Pittsburgh Ballet Theatre “Indigo in Motion.” A first-rate Pittsburgh production where artistic director Terrence Orr signaled a new direction for the local ballet company. Ballet and jazz? “Indigo” brought in choreographers like Kevin O’Day, Lynne Taylor-Corbett and Dwight Rhoden and successfully paired them with the music of Pittsburgh artists Stanley Turrentine, Lena Horne and Billy Strayhorn. Pittsburgh musicians from the Manchester Craftsmans Guild held court in the Benedum Center pit.  May 4, 2000.

Min Tanaka – This highly respected artist mesmerized in his solo performance at the Warhol Museum, reminding us of Pittsburgh’s fascination with a seemingly incongruous style of dance — Japanese butoh (remember Sankai Juku?). Strangely enough, no one from the usual dance audiences was in attendance because he slipped in during the “Nutcracker” season. Dec. 15, 2001.

Dance Alloy “Hello, Goodbye, I’m Dead!.” This performance about the short-lived mayfly took place back in the day when the Alloy didn’t have “theater” attached to it. Things were a little more free form, but engaging nonetheless. We have come to realize that it’s good to take advantage of home-grown — not only vegetables, but art. And we’re glad that the Alloy is still around to help sustain the local dance scene. May 1, 2002.

George Piper Dances present The Ballet Boyz. The irreverent tone was tempered by the fact that we saw works by William Forsythe, Christopher Wheeldon (now one of the world’s top two ballet choreographers, along with Alexei Ratmansky) and Russell Maliphant. Serious ballet for the masses. Byham Theater, Nov. 1, 2003.

Nederlans Dans Theater.
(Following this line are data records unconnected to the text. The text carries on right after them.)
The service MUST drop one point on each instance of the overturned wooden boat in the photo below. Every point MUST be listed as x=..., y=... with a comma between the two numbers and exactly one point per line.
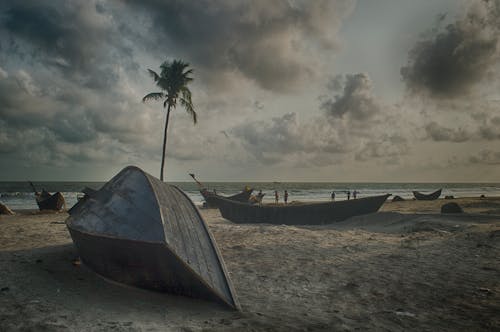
x=299, y=213
x=48, y=201
x=140, y=231
x=211, y=197
x=427, y=197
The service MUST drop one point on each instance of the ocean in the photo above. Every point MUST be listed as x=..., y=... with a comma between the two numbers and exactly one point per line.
x=18, y=195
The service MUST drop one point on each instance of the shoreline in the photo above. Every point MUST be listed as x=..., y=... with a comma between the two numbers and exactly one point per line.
x=406, y=268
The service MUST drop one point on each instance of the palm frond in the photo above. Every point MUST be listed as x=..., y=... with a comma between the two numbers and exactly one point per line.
x=188, y=105
x=154, y=75
x=153, y=96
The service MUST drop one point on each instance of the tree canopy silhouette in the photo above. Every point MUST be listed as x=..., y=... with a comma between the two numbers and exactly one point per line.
x=173, y=80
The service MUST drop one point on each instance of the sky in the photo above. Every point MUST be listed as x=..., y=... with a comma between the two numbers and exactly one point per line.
x=323, y=91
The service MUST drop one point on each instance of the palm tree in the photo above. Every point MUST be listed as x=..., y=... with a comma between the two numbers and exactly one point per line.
x=173, y=80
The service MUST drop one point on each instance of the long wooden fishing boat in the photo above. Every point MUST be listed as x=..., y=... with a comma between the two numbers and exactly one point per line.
x=140, y=231
x=299, y=213
x=211, y=197
x=47, y=201
x=427, y=197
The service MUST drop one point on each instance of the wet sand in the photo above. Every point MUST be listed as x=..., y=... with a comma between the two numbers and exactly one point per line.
x=406, y=268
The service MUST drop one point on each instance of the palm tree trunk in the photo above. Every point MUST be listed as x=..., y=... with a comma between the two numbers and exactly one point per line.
x=164, y=144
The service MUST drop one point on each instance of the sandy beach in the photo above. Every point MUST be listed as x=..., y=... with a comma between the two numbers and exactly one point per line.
x=408, y=267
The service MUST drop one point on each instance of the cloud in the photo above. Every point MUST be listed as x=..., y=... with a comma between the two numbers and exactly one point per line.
x=439, y=133
x=487, y=157
x=352, y=128
x=273, y=44
x=452, y=60
x=354, y=98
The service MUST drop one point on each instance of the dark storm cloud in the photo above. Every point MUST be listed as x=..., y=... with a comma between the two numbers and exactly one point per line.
x=490, y=128
x=353, y=97
x=452, y=60
x=269, y=42
x=70, y=36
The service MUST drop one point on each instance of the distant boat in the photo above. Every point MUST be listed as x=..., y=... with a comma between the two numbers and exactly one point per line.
x=47, y=201
x=211, y=197
x=427, y=197
x=299, y=213
x=140, y=231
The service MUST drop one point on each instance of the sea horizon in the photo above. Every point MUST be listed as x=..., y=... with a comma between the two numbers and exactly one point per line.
x=19, y=194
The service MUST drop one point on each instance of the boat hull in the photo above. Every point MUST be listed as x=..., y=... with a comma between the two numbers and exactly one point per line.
x=427, y=197
x=54, y=202
x=212, y=199
x=149, y=265
x=300, y=214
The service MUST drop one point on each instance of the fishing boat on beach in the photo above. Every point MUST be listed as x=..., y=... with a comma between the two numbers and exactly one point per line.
x=140, y=231
x=47, y=201
x=427, y=197
x=318, y=213
x=211, y=197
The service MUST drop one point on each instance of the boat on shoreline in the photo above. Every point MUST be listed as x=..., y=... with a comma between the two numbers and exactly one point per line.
x=211, y=197
x=318, y=213
x=427, y=197
x=140, y=231
x=48, y=201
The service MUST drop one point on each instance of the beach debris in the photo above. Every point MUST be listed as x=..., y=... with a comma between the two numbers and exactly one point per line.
x=400, y=312
x=485, y=290
x=4, y=209
x=451, y=208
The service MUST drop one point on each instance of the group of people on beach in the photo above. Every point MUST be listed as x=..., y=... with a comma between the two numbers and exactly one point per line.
x=348, y=193
x=277, y=196
x=285, y=195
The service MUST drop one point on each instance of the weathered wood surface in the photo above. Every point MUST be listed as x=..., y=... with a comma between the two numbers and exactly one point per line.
x=299, y=214
x=211, y=198
x=427, y=197
x=46, y=201
x=144, y=232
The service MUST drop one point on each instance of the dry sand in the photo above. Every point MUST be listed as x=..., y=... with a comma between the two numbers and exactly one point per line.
x=405, y=268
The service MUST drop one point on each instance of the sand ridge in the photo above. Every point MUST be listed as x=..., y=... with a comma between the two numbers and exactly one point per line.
x=406, y=268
This was probably the only time we will ever get to see NDT, considered one of the world’s foremost companies. We also saw a Pittsburgh Dance Council program at the Benedum Center still heavily influenced by choreographer Jiri Kylian, who just last October had an official farewell concert with the company. In case you missed it, here is a segment of  a Kylian classic, “Symphony of Psalms,” that I discovered on the company website. Mar. 19 2004.
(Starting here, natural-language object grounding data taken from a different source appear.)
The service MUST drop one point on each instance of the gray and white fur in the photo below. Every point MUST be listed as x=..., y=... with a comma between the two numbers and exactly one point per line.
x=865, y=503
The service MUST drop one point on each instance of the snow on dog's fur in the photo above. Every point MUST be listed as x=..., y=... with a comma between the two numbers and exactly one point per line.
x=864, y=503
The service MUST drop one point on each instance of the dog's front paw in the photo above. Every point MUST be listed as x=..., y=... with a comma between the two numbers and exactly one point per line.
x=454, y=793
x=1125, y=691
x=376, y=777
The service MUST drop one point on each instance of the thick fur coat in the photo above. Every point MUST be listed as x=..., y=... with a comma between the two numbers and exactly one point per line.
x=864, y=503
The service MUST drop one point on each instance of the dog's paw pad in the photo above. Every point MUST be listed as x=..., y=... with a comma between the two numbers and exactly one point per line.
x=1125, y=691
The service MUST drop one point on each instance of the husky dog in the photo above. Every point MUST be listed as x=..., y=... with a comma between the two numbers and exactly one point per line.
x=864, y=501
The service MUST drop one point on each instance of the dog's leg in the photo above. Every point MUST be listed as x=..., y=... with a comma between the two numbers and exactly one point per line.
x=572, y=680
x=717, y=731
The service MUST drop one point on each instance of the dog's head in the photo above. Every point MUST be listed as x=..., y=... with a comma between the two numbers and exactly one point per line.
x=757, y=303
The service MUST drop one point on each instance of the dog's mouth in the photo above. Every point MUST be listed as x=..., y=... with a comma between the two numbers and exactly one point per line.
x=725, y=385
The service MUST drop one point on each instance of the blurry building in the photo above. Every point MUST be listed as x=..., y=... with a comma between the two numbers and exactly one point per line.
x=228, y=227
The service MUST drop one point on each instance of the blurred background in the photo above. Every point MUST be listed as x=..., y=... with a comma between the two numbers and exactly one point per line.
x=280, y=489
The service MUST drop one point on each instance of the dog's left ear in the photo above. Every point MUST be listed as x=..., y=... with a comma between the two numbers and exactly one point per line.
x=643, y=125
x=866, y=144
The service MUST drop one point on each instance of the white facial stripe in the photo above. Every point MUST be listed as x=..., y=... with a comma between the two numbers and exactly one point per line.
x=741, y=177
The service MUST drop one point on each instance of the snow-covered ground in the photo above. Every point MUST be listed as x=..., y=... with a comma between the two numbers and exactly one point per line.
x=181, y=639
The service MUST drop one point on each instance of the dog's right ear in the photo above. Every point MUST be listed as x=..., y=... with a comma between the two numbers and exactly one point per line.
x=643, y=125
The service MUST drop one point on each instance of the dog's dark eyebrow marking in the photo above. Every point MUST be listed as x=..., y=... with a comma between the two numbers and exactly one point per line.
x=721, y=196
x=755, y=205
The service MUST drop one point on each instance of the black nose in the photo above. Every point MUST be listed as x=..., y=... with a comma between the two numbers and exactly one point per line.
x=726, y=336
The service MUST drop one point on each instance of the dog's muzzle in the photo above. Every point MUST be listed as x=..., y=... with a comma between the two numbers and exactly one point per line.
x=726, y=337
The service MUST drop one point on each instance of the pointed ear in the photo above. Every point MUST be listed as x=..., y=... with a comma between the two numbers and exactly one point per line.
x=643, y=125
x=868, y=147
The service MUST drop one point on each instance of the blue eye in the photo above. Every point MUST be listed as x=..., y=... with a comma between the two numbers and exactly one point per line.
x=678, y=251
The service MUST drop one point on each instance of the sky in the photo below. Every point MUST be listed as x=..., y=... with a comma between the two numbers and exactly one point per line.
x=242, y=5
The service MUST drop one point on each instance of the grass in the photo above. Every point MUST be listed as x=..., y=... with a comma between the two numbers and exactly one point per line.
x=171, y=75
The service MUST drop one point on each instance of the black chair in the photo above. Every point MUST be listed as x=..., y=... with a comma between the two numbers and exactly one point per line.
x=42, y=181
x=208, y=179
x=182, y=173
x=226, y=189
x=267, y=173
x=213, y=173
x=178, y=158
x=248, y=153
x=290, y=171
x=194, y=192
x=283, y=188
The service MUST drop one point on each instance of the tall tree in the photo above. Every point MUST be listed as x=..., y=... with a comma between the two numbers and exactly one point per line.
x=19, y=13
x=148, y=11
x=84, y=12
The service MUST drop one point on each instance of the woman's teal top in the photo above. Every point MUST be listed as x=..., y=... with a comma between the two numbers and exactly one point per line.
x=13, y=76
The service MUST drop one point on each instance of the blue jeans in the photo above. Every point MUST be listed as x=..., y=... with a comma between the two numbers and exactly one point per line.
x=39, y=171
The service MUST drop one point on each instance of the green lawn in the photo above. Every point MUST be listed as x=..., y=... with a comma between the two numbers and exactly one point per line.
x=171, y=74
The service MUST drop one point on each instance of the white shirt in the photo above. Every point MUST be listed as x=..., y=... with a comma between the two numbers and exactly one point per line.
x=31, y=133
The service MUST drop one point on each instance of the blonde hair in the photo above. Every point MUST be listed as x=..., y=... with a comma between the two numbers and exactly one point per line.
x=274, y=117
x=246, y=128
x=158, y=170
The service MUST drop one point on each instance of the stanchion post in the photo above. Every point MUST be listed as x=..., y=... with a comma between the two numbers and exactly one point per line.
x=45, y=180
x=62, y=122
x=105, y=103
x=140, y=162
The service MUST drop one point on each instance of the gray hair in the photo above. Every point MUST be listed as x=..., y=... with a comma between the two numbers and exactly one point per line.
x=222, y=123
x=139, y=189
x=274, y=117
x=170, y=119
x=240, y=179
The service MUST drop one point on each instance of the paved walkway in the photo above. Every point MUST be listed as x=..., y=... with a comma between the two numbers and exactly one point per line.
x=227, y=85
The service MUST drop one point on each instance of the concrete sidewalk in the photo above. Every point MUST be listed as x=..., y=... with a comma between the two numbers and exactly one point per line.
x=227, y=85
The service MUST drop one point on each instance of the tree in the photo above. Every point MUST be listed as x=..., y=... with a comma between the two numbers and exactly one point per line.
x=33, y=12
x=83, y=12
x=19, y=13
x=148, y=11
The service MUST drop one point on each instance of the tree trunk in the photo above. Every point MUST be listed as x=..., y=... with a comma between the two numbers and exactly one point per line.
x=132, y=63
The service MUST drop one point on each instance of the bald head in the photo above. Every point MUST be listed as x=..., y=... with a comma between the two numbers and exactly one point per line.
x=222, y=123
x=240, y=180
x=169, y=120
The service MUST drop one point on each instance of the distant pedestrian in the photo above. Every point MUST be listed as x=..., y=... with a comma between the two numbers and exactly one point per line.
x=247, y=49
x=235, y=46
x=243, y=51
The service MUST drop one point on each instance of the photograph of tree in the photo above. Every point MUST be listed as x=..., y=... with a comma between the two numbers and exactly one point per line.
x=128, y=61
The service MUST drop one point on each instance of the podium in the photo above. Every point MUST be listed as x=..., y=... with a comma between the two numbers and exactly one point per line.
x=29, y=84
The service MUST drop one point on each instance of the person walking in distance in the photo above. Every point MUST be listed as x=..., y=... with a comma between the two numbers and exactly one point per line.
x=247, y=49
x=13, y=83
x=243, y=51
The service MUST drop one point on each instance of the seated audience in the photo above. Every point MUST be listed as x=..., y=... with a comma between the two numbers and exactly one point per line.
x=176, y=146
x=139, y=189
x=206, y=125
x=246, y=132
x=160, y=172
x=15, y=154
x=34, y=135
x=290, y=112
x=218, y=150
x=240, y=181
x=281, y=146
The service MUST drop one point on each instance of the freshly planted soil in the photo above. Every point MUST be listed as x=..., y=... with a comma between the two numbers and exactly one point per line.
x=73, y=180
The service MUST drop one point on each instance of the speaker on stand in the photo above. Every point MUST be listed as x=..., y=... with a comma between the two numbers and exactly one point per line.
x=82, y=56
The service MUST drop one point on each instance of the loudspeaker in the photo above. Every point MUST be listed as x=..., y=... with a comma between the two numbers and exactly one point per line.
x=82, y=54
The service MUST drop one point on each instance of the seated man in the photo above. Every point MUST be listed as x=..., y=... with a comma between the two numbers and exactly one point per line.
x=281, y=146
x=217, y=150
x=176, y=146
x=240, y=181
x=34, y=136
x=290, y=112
Ralph Lemon “Come Home Charley Patton.” No one tugs at the heart strings like Lemon. He represents honesty in movement and this was one of the most compelling pieces of the decade, putting racism and a lynching at the forefront. Presented by the brand new African American Cultural Center, now known as the August Wilson Center, it also signaled the arrival of an important new presenting organization despite the fact that it wouldn’t get its own building until 2009. Mar. 19, 2005.

Attack Theatre “The Kitchen Sink .” This company sinks its cool tentacles into virtually every corner of the Pittsburgh arts scene (Pittsburgh Opera, Pittsburgh Symphony, Carnegie Mellon University, elementary schools, senior citizens programs). The program marked the 10th anniversary and the arrival of founders Michelle de la Reza and Peter Kope as Pittsburgh’s foremost power couple in the creative arts. Nov. 10, 2006.

Hubbard Street Dance Chicago. HSDC took advantage of its powerful physicality to nab the number one spot for the Pittsburgh Dance Council. This was a Byham Theater show that showed how dance could soar. Feb. 10, 2007.

Ultima Vez “Spiegel” (“Mirror”). Belgian choreographer Wim Vandekeybus deftly illustrated how dance could be frighteningly simple and real. It all came down to timing, even when throwing a brick. Presented by the Pittsburgh Dance Council at the Byham Theater. April 19, 2008.

Pittsburgh Ballet Theatre “Romeo et Juliette.”  PBT went out on a limb with this ballet when it brought in Jean-Christophe Maillot’s contemporary interpretation. It’s my favorite of all the terpsichorean versions out there (certainly the most heart-wrenching) and the PBT dancers rose to the challenge. It was also good to have seen Maillot’s “Cinderella” with his company, Les Ballets de Monte-Carlo just the year before on the Pittsburgh Dance Council season. Feb. 14, 2009.

P.S. Looking back we had the benefit of several important festivals conceived by the Pittsburgh Cultural Trust, including the International Festival of Firsts Part One (2004) and Part Two (2008), which proved that the trend in art is to blend. Movement was a strong part of many performances. Thanks to Paul Organisak for going above and beyond in the 2004 Quebec Festival and especially the  Australian Festival (loved the humor and the truly unique approach to dance).